FAO’s World Food Day 2020 was a global call to thank food heroes – farmers and workers throughout the food supply chain – who, no matter the circumstances, provide food to our communities and beyond. This inspired Pavel Milanovski, a 14-year-old student from North Macedonia, to turn his artistic talent and imagination into a winning poster honoring farmers as #FoodHeroes.
Pavel won first prize in the 13–15 age category of FAO’s 2020 global World Food Day Poster Contest. As a young artist, Pavel has won many national and international artistic contests on the topics of rural life, sustainable living, and care for the environment.
On the question about what inspired him to draw the winning poster, Pavel explained that he was excited to help FAO raise awareness around World Food Day and the important role of food heroes, as well as creating more sustainable food systems, and the simple actions that each one of us can take to grow, nourish, sustain together.
When Pavel was a small child, his parents would often bring him to a nearby village to buy locally-grown fresh produce from a farmer. His was taught that by choosing local, we can help smallholder farmers who produce our food, their local economy, and the environment.
“Respecting food means respecting food workers and the natural resources in our environment,” said Pavel.
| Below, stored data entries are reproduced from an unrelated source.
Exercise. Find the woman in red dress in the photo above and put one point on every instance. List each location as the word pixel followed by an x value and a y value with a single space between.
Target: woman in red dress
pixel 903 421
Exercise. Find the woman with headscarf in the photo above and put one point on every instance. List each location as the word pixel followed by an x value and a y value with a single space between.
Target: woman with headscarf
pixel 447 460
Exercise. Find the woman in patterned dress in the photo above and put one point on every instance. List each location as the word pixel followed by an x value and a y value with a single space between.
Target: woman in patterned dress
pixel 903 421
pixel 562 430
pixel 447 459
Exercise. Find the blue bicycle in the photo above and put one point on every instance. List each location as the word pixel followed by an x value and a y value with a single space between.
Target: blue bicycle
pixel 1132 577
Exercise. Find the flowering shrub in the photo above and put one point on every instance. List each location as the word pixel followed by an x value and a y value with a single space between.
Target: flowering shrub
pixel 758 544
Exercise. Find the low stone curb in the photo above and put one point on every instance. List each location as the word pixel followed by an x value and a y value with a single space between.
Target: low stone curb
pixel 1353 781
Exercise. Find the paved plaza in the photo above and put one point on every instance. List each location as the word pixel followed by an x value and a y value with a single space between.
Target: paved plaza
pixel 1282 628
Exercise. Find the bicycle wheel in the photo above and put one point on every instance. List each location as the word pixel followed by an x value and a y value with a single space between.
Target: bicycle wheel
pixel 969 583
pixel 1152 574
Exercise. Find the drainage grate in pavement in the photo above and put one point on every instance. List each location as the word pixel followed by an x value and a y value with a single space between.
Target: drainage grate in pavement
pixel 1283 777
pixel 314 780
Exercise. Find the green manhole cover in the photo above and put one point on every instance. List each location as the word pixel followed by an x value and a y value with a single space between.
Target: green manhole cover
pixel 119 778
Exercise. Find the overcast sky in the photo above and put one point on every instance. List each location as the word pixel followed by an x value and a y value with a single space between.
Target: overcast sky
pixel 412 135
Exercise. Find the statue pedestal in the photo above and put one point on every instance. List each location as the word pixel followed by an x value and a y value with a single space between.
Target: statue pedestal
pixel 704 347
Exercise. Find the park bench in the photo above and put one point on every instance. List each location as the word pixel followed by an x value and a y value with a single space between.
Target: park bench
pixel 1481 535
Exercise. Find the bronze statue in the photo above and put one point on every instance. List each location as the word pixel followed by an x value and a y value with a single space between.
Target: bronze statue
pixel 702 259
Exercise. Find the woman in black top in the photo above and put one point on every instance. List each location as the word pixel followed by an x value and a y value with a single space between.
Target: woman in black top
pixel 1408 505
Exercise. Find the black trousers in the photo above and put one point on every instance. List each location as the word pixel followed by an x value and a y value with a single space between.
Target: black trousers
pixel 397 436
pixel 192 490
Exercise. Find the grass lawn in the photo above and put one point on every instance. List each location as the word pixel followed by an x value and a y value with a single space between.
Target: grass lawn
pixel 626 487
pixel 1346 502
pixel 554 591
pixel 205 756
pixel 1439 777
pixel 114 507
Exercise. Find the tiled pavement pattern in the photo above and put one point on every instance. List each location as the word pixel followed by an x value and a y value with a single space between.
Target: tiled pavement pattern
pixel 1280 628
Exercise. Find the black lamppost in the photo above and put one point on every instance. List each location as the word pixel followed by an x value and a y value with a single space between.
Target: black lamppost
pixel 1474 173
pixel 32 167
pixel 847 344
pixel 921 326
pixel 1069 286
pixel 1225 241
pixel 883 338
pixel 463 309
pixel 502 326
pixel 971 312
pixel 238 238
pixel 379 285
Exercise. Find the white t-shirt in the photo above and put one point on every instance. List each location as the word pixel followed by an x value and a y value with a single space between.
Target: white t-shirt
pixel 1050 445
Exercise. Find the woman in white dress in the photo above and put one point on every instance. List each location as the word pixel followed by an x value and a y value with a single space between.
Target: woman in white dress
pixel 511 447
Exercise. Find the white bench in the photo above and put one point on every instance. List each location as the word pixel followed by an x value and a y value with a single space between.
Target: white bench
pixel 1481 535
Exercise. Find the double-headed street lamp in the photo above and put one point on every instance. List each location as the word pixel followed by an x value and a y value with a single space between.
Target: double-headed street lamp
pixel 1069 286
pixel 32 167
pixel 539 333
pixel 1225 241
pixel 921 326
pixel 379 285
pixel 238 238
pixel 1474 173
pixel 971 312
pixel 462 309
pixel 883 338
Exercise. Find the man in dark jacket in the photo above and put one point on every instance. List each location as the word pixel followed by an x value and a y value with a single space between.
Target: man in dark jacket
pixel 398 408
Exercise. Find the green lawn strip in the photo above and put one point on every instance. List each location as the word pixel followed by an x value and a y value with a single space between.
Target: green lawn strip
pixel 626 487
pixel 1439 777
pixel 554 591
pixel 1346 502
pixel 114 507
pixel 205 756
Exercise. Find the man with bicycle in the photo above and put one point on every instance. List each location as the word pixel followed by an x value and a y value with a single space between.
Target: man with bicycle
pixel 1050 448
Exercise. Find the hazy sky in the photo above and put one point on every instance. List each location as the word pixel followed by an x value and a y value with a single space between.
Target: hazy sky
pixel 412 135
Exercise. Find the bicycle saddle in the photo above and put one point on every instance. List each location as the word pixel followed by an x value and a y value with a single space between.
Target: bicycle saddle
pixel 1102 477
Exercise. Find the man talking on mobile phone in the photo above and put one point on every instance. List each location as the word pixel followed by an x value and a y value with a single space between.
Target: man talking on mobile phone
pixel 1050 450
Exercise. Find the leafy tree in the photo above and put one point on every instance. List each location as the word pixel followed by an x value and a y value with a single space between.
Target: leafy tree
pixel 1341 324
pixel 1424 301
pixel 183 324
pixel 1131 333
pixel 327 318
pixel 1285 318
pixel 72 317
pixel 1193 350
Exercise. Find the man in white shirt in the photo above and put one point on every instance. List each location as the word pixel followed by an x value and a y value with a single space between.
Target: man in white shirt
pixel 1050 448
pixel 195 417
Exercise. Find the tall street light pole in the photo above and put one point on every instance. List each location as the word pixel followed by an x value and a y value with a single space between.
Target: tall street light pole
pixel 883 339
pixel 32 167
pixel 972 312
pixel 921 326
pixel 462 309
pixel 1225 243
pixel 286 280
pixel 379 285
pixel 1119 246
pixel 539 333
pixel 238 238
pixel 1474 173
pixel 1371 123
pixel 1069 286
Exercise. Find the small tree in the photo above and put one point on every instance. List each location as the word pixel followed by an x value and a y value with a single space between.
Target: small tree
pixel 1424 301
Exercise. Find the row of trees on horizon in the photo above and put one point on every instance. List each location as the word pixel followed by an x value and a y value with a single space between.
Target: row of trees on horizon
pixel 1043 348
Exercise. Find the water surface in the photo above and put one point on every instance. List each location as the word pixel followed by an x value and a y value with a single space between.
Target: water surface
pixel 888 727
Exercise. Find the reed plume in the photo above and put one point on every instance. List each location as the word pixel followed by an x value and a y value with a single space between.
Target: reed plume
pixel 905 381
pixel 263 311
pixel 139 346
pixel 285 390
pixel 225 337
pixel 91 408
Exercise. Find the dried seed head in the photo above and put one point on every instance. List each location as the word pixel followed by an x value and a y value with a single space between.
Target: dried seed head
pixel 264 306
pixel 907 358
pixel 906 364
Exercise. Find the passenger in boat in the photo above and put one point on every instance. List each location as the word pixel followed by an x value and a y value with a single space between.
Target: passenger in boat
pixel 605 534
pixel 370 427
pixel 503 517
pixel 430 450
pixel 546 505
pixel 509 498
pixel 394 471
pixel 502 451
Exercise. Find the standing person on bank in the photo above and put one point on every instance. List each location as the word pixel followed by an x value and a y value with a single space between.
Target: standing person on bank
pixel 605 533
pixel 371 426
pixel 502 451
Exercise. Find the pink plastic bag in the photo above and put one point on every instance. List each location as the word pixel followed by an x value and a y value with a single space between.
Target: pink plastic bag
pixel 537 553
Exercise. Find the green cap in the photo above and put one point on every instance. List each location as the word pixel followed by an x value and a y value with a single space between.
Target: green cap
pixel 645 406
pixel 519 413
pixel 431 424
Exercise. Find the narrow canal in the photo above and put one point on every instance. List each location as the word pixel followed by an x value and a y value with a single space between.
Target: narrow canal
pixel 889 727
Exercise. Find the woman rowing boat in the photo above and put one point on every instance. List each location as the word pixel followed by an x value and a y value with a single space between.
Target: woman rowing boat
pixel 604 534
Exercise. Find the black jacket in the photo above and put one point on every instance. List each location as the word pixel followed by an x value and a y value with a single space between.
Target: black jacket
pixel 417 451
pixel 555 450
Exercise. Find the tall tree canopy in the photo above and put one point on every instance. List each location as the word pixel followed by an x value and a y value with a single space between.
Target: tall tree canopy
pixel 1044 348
In his poster, he explains, “A farmer is a superhero and not someone who is struggling to make a living.” Therefore, according to Pavel, “We must not take food and the people that provide it for granted. They should be supported to grow a variety of food to nourish people and sustain our planet.”
Pavel and hundreds of fellow contestants around the world are the champions of FAO's aim to encourage respect for food, the people who produce it, the resources it takes, and, most importantly, those who go without it. Passing on this knowledge to new generations is vital for the future of our food and a Zero Hunger world.